At The Line, customers can order online for delivery or pickup, and place a single order from several different restaurants. Convenience is the name of the game and people often don’t limit themselves to one concept. Imagine Greek, Japanese and Hungarian restaurants all operating out of the same kitchen.
Next door to the Yalla Yalla Food and Bakery on the corner of Sunrise and Antelope in Citrus Heights, Anan Liddawi operates a ghost kitchen where people bustle about preparing everything from pizza and pasta to gourmet dog treats. “Everyone has their own little niche,” says caterer Delana Treadway, who specializes in farm-to-fork gourmet barbecue. “You can do whatever you want or stick to the simple stuff. I do barbecue. I stick to what I know and that’s it!” she laughs. Treadway was preparing to take pictures for Grubhub. “I cooked brisket and pulled pork all night so I could do tacos and get them on the website.” You have to do a lot, she says, but she loves it.
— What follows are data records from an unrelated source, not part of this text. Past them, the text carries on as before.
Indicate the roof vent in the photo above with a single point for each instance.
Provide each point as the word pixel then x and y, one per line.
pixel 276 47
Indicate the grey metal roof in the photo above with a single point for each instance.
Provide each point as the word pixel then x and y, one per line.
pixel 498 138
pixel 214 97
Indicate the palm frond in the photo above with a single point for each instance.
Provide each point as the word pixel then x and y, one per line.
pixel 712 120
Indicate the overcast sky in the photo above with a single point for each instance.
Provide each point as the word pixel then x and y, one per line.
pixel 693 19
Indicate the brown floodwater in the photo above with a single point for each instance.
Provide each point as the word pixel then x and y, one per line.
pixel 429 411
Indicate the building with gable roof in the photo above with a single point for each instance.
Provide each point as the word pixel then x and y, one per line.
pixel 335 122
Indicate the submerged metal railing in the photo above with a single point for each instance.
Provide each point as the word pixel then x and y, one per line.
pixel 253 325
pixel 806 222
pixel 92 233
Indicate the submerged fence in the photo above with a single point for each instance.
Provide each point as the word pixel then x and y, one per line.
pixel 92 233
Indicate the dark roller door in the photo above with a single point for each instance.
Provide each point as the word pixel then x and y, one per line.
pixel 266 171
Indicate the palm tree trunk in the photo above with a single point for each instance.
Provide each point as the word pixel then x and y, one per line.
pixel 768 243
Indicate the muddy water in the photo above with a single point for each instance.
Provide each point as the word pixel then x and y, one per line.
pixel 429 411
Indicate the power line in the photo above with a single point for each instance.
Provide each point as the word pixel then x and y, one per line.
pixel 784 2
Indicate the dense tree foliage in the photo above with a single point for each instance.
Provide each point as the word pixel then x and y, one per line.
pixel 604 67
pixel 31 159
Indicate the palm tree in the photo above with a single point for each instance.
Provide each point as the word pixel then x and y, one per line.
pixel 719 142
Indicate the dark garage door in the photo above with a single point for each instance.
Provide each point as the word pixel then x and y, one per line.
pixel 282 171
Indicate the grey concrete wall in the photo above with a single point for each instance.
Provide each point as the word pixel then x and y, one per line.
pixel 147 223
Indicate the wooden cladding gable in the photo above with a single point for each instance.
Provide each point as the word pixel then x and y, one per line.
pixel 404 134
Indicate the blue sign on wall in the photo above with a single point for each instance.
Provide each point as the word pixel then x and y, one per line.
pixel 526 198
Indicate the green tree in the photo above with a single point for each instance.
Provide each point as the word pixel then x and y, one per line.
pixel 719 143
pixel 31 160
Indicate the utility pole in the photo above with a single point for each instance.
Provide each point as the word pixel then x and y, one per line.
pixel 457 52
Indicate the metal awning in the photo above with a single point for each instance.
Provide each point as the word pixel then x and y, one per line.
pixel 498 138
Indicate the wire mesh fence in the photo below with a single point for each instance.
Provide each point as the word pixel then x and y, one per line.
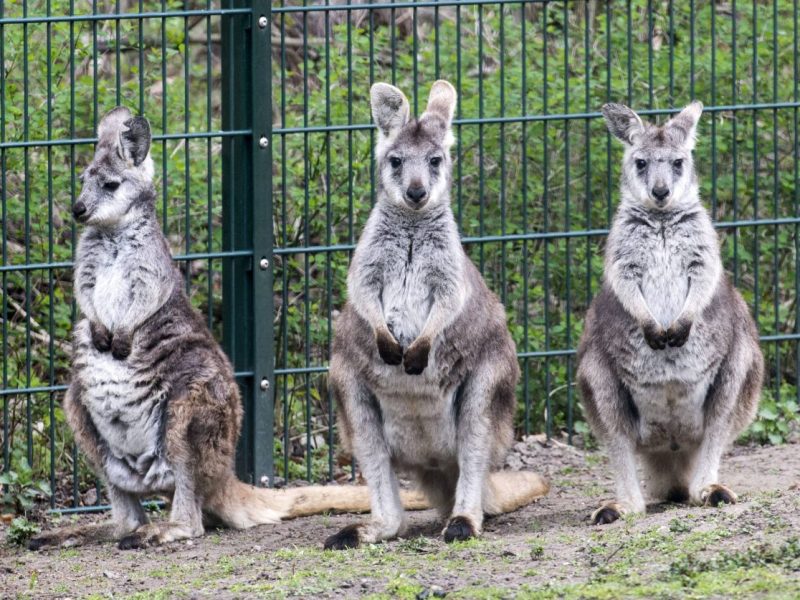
pixel 535 181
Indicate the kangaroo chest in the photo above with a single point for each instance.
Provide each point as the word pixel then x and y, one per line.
pixel 127 410
pixel 665 281
pixel 406 297
pixel 113 287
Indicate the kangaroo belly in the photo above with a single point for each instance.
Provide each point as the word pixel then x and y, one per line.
pixel 664 288
pixel 406 304
pixel 129 418
pixel 670 416
pixel 420 428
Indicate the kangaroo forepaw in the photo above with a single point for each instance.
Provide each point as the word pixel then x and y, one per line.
pixel 717 494
pixel 389 349
pixel 678 333
pixel 608 513
pixel 347 537
pixel 121 346
pixel 416 357
pixel 655 336
pixel 459 529
pixel 101 337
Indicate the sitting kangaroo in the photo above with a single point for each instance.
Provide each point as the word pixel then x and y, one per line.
pixel 670 368
pixel 153 402
pixel 423 367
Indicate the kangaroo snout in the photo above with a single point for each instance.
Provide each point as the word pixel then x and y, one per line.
pixel 660 194
pixel 416 194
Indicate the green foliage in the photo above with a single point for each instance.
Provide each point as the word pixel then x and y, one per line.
pixel 20 488
pixel 20 531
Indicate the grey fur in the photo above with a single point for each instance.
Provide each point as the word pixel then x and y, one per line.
pixel 669 363
pixel 423 367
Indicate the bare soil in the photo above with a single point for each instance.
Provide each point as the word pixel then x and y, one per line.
pixel 545 550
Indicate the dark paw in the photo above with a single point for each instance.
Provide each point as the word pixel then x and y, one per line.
pixel 346 538
pixel 416 357
pixel 121 346
pixel 678 333
pixel 133 541
pixel 458 530
pixel 101 337
pixel 39 542
pixel 655 336
pixel 391 352
pixel 720 495
pixel 605 515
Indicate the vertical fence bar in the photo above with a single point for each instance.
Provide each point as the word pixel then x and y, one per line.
pixel 247 223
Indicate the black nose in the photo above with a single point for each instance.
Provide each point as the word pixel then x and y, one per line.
pixel 416 194
pixel 660 193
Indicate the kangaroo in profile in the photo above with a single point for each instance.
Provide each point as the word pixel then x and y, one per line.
pixel 423 367
pixel 670 367
pixel 153 402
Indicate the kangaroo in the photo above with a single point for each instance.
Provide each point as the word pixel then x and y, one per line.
pixel 153 402
pixel 670 368
pixel 423 367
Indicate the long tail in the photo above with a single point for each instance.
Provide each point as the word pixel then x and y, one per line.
pixel 510 490
pixel 240 506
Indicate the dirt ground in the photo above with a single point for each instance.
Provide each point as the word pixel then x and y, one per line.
pixel 545 550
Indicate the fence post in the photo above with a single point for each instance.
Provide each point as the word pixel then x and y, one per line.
pixel 247 225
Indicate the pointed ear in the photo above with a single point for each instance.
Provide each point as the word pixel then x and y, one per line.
pixel 442 101
pixel 389 109
pixel 682 128
pixel 622 122
pixel 135 139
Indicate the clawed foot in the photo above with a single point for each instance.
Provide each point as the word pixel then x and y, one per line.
pixel 459 529
pixel 716 494
pixel 608 513
pixel 121 346
pixel 389 349
pixel 678 333
pixel 101 337
pixel 347 537
pixel 655 336
pixel 416 357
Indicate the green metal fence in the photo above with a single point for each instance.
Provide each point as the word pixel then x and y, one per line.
pixel 263 149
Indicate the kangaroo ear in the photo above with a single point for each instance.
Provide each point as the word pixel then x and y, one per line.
pixel 135 139
pixel 622 122
pixel 682 128
pixel 389 109
pixel 442 101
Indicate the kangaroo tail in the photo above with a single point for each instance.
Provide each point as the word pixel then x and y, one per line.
pixel 510 490
pixel 240 506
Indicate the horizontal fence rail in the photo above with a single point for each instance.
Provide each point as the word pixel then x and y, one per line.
pixel 534 185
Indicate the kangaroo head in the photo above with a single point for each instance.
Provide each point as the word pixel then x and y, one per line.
pixel 413 155
pixel 657 169
pixel 119 172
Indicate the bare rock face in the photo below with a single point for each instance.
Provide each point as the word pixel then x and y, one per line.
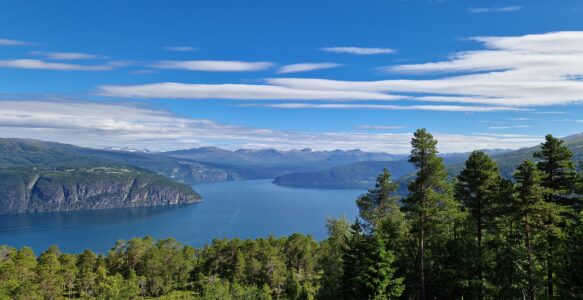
pixel 99 187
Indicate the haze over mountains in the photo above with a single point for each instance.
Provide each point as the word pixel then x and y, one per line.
pixel 46 176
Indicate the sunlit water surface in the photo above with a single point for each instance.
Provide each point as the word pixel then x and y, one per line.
pixel 242 209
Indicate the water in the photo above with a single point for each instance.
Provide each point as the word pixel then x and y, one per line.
pixel 243 209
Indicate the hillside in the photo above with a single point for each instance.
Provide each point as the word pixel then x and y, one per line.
pixel 21 152
pixel 363 174
pixel 358 175
pixel 270 163
pixel 42 176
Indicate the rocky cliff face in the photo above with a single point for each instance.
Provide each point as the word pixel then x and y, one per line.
pixel 65 189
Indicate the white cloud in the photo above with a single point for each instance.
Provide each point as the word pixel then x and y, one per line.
pixel 478 10
pixel 234 91
pixel 180 48
pixel 522 71
pixel 305 67
pixel 449 108
pixel 67 55
pixel 379 127
pixel 359 50
pixel 7 42
pixel 530 70
pixel 36 64
pixel 213 65
pixel 510 127
pixel 101 125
Treadway and Liddawi are excited about their plans to open a new ghost kitchen not far away at Madison Avenue and Manzanita Boulevard, which had its soft launch in the fall. The new 4,500-square-foot facility includes cooking stations, food storage and washing stations so people can do their own dishes. “We even have a tasting area going in,” says Treadway, who will serve as manager. “So if you want to cater a wedding or something like that, you can bring in your clients and say, ‘Let me show you what I’ve got for you.’” The goal, she says, is to help tenants get their business rolling. “It’s not just about making the ghost kitchen profitable, it’s about making sure everyone’s profitable to keep it going.”
Treadway sees a big need for what ghost kitchens can provide. ”As a single woman and entrepreneur running my catering company, it’s not that easy to just get a restaurant up and running and have dine-in and have to have employees,” she shares. For her, a ghost kitchen simplifies things. A monthly fee covers everything she needs, she says. “And it made it so simple for me to take what I’m doing and use what I need instead of having all these extras.”
When it comes to ghost kitchens, Rhodes advises keeping the menu simple but adding a little flair, rather than trying to do fine dining and hoping it travels. “Ghost kitchens are usually for like, three or four items and how well you can actually do them,” he says. For his food trucks and to-go items, he prefers sticking to family favorites. “The one thing I’ve always done well is chicken. I’ve been cooking fried chicken since I was 12 years old!”
Rhodes thinks a ghost kitchen is a great option. “At The Line, it’s like a big warehouse and then they cut it up into 200 square foot little kitchens,” he says. “Then you go into your kitchen and you cook. It’s pretty simple — very straightforward. If you’re looking to make a little extra money and not have any crazy overhead, building out a kitchen and all that, it’s the way to go.”
Food and dining is such an integral part of the human experience — celebrating with family, enjoying romantic evenings, or just having fun with friends — nothing will likely replace that. In the waning days of the pandemic, where ghost kitchens fit in is convenience, not just for restauranteurs but for consumers ordering online who can’t go out or aren’t up for the crowd experience. “A vibrant retail and dining scene is a crucial part of the fabric of Sacramento, and the rest of the city should thrive as a result of that,” says Kingston. “I think they’ll exist in harmony.”